= Total Westernization =

Pro-Western thoughts in mainland China

Total Westernization (全盘西化 (quánpán xīhuà)) is a trend of intellectuals in Greater China, first proposed in 1915. Chen Xujing, Hu Shih, and others believed that the invasion of the late Qing dynasty by Western great powers was due to the backwardness of Chinese monarchical culture. Therefore, they advocate learning from Western ways of thinking and behavior, and completely abandoning China's authoritarian culture. Later, Hu Shih changed the concept of total westernization to "full globalization". Hu Qiuyuan believed that the failure of the war was the result of the wrong policies of the Ming and Qing governments and that the appeasement mentality of the traditionalists, the inferiority mentality of the Westernizers, and the dependence mentality of the Russians could all led to the downfall of the country. They should go beyond the three Open Door Policy, maintain an independent perspective, and find the ability of the Chinese nation to create culture. Ju Haoran believed that total Westernization should focus on the technical aspects based on modern Western science, emphasizing "total scientification" and industrialization.

==Total Westernization in the 1980s==
In 1979, the government of China began the reform and opening up. After the stagnation of the Cultural Revolution, the cultural fever of the 1980s took off. After entering the 1980s, facing the reality of China's backward economic level and a huge gap with Hong Kong, Taiwan, and Western countries, the theory of total westernization once again emerged, directly impacting Chinese society's recognition of the Chinese government and socialist system. The ruling Chinese Communist Party had different views on total Westernization. There were views that regarded total westernization as a bourgeois liberalization proposition and proposed that China should follow the path of socialism with Chinese characteristics formulated by Deng Xiaoping. On the other hand, Wang Ruowang and Fang Lizhi were regarded by the CCP as the leaders of the total Westernization theory.
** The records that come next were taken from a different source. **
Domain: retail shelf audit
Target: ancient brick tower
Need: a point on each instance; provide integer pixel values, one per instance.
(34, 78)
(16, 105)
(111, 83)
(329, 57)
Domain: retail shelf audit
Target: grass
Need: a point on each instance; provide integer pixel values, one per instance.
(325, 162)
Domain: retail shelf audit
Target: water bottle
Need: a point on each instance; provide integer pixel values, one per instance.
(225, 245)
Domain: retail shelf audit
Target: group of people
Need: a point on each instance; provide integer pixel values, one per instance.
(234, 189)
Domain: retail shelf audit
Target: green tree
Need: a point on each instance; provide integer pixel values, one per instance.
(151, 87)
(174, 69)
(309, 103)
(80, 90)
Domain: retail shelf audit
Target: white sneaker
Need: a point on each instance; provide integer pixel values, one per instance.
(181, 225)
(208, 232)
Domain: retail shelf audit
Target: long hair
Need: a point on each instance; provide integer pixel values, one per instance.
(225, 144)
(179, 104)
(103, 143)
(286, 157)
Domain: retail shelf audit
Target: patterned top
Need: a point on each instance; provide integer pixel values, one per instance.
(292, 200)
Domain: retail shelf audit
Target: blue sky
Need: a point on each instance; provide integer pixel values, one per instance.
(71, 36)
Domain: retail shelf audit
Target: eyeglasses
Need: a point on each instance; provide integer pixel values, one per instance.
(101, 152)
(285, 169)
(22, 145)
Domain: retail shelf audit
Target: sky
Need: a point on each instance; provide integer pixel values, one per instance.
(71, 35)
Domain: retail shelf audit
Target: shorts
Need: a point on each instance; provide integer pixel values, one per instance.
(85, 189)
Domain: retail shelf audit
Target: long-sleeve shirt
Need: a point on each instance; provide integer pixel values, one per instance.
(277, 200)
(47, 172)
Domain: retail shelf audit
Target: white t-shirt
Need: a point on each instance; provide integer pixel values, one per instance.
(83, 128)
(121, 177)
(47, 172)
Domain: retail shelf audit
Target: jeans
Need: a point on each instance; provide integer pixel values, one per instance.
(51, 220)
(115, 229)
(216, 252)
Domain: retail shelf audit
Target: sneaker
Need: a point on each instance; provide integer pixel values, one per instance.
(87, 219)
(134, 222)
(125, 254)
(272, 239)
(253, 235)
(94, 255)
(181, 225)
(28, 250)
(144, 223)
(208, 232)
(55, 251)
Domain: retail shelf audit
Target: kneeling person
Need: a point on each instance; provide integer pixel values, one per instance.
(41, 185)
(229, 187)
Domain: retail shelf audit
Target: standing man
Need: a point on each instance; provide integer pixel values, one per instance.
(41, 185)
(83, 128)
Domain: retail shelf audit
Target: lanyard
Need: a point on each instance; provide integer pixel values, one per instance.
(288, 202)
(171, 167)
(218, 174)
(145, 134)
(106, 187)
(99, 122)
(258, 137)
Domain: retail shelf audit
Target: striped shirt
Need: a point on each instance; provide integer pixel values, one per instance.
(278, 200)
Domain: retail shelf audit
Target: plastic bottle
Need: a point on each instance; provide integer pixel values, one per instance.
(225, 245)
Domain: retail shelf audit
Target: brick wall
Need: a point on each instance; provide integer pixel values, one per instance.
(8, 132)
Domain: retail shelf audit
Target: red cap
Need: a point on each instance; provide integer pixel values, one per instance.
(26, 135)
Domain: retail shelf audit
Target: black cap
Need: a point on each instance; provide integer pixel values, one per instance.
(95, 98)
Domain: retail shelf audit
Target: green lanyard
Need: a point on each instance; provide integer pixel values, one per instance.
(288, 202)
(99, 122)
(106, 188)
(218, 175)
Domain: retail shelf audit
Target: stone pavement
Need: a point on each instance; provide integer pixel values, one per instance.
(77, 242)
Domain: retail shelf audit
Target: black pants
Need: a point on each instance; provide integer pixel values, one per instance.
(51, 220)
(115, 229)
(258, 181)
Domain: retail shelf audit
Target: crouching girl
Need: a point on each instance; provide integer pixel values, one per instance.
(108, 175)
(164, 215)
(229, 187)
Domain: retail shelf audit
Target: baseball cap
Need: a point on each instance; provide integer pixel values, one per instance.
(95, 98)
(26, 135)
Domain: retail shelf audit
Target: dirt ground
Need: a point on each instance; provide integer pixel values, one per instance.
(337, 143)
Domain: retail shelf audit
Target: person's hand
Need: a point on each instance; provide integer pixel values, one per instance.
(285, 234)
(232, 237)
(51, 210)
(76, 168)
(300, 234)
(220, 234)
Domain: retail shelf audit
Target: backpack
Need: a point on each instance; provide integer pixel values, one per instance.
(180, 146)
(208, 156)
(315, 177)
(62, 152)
In 1988, Liu Xiaobo proposed that China should be fully Westernized, and more importantly, it should become a "three-hundred-year colony" of Western countries. In the same year, the China Central Television (CCTV) documentary "River Elegy" totally denied Chinese culture and Chinese civilization. Before the 1989 Tiananmen Square protests and massacre, the theory of total Westernization reached its zenith. Researchers believed that the total Westernization theory of the 1980s was a continuation of the proposition of China's national direction since the Opium War, a reaction of the intelligence community to the halt of China's reform under the demonstration effect of Western countries, and also related to the tendency of the Chinese government to guide public opinion. After the 1990s, in the context of China's economic take-off and national strength improvement, Chinese nationalism rose and the total westernization theory declined.